If Auckland really has a housing supply shortage, why haven't rents increased?
This was one of the unsettling questions the Reserve Bank had to answer this week as it discussed the economy's major roadblock - Auckland's apparently tight housing supply.
Surprisingly, it was Auckland's Epsom-based National list MP Paul Goldsmith who asked the question of bank officials at this week's finance and expenditure select committee hearing, after the release of the bank's monetary policy statement for the September quarter.
The National Government's entire thrust of the past six months has been to force through an increase in the number of houses built in our largest and fastest-growing city. It is widely believed that Auckland has a housing shortage and is building only half the number of houses it needs to keep up with population growth. The Government's message this year has been all about Auckland housing supply.
In theory, this shortage is the reason Auckland house prices rose 17 per cent in seven months between November and May, and the reason the Government has legislated to open up land supply and take some pressure off interest rates.
The Reserve Bank confirmed this week it is likely to increase interest rates by about 1 per cent in the lead-up to next year's November election, but it also said that increase would have been more like 1.3 per cent if it hadn't introduced high loan-to-value-ratio (LVR) loans as a "speed limit" on growth.

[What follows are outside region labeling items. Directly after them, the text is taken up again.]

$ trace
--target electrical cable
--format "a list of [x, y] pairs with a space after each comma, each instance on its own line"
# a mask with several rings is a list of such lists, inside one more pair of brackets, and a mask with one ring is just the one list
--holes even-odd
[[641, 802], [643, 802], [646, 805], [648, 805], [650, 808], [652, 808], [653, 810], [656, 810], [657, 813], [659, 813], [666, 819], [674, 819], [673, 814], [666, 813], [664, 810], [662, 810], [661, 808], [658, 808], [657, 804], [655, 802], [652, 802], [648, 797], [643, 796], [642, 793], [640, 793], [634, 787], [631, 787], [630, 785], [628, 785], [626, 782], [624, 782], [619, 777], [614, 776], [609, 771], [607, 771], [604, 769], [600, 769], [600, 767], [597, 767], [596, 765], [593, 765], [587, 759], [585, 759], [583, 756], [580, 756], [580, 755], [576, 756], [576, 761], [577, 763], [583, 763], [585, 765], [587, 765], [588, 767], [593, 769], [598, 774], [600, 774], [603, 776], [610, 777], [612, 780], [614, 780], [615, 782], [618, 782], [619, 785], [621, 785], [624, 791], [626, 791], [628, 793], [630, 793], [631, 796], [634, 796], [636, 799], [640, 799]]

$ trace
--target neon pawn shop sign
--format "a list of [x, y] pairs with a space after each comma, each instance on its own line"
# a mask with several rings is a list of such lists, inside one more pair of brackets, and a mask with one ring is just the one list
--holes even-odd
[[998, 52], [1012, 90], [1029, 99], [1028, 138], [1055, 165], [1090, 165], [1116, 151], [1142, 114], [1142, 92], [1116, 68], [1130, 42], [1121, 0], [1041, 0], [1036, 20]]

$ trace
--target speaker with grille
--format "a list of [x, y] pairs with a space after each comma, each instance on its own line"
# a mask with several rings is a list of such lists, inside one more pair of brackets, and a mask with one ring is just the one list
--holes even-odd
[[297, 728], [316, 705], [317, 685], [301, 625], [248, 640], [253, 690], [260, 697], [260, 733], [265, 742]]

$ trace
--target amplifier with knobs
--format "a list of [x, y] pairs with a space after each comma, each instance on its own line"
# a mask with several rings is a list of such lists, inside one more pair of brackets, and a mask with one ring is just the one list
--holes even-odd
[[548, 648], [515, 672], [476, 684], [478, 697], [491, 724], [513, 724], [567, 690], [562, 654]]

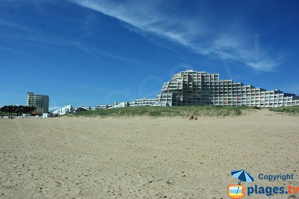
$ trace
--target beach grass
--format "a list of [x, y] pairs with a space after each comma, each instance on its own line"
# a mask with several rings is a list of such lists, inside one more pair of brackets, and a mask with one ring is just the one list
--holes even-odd
[[83, 117], [195, 117], [238, 116], [243, 110], [254, 110], [256, 108], [248, 106], [185, 106], [126, 107], [120, 108], [102, 109], [76, 112], [73, 116]]
[[287, 113], [292, 115], [299, 115], [299, 105], [280, 106], [270, 108], [269, 110]]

But if supply is the only driver behind Auckland's latest boom, why haven't rents increased at the same rate as house prices? They certainly have in Christchurch, which has an obvious shortage of houses because of the earthquakes. Trade Me figures show rents in Christchurch were up 22 per cent in the June quarter compared to a year ago, because of a 7 per cent fall in listings and a 16 per cent increase in rental enquiries. That is in tune with a rise of more than 12 per cent in median house prices in Christchurch this year.
Yet Trade Me figures for Auckland show average rents have actually fallen 1 per cent while house prices have risen at an annual rate of 13 per cent. This makes no sense if house-price inflation is only a supply problem, as the Government has been pounding on about this year.
The Reserve Bank suggests there are a couple of reasons: a lot of renters are looking to buy first homes, which means less demand for rentals; and a lot of Auckland homes have been bought by rental-property investors, which means the supply of rentals has risen.
Trade Me reported new rental listings rose 5 per cent across Auckland in the past year, and rental inquiries fell 2 per cent. The surge of former owner-occupied houses becoming rentals was most evident in Mt Eden (up 19 per cent), Mt Wellington (up 24 per cent) and Remuera (up 10 per cent).
All of which confirms that Auckland's house-price boom has been sparked by a surge in demand from low interest rates, easier bank-lending policies, higher migration and stronger non-resident buying.
Auckland clearly hasn't built enough new houses, but this is not a new problem. This created the tinder but it was the demand surge that sparked the fire.
That's why the Reserve Bank's moves to limit high-LVR lending already appear to be working. Since the Reserve Bank warned in July of higher interest rates, the median house price in Auckland has fallen more than 2 per cent. Auckland's house-price problem is not just about supply - it's also about demand.